The proceeding in the district court was not ex parte, but' taken “contradictorily” with the undertutor. It is to be supposed that the relief granted to the minor was granted under circumstances such as would enable the tutor by evidence to support the legal presumption of the law, and to resist any attack made upon the provisional account, and not allow him to set aside the decree simply on the face of the papers.

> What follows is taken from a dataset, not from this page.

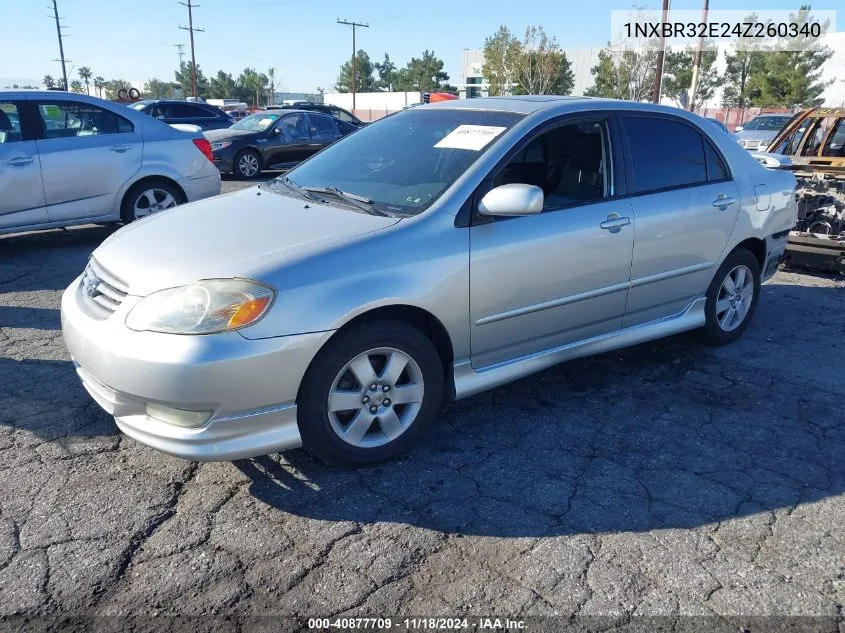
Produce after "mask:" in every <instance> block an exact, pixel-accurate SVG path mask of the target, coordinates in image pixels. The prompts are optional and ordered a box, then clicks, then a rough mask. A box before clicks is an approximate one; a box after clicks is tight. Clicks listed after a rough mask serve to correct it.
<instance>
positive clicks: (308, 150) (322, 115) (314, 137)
mask: <svg viewBox="0 0 845 633" xmlns="http://www.w3.org/2000/svg"><path fill="white" fill-rule="evenodd" d="M307 116H308V121H309V125H308V130H309V132H310V134H311V142H310V143H309V144H308V156H310V155H312V154H315V153H317V152H319V151H320V150H321V149H323V148H324V147H326V146H327V145H331V144H332V143H334V142H335V141H336V140H337V139H339V138H340V137H341V134H340V129H339V128H338V126H337V121H335V120H334V119H333V118H332V117H330V116H328V115H327V114H319V113H317V112H309V113H308V114H307Z"/></svg>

The minor is entitled, on reaching majority, to rule the tutor to a final account, which should be full and complete, covering the entire period of the tutorship, supported by vouchers, which account the minor has the right at that time to question, and to sustain by appeal on the whole account. He is entitled at that time to only one single account and one single appeal, not 15 or 20. The article of the Code of Practice which appellant invokes (article 593, Code Prac.) in postponing the commencement of the running of prescription to the date of the “final judgment” indicates that all the issues between the minor reaching the age of majority and his tutor are to be submitted and determined at one and the same time. Rev. Civ. Code, arts. 356, 357, 361; Code Prac. arts. 593, 565, 566, 1004; Succession of Von Hoven, 46 La. Ann. 921, 15 South. 391; Succession of Francez, 49 La. Ann. 1739, 23 South. 254.
For the reasons herein assigned, it is hereby ordered, adjudged, and decreed that the appeal as taken herein be dismissed, under reservation of appellant’s right to call her tutrix to a full, complete, final account of her entire gestión as tutrix, and on the filing of the same to question its correctness by and through oppositions to the same, and to sustain her objections, if not sustained by appeal.
BREAUX, C. J. I concur in the decree.
MONROE, J.
I concur in the decree on the ground that the creditors who appear on the account in question are not made parties to the appeal and that said account is not an account of tutorship, but of administration.
LAND, J, I concur for reasons stated by MONROE, J.
PROYOSTY, J.,
concurs in the decree, but for the reason that, the account having been one, not of tutorship, but of administration of the succession, the creditors of the succession were parties to the judgment homologating it, and therefore should have been made parties to the appeal, and were not.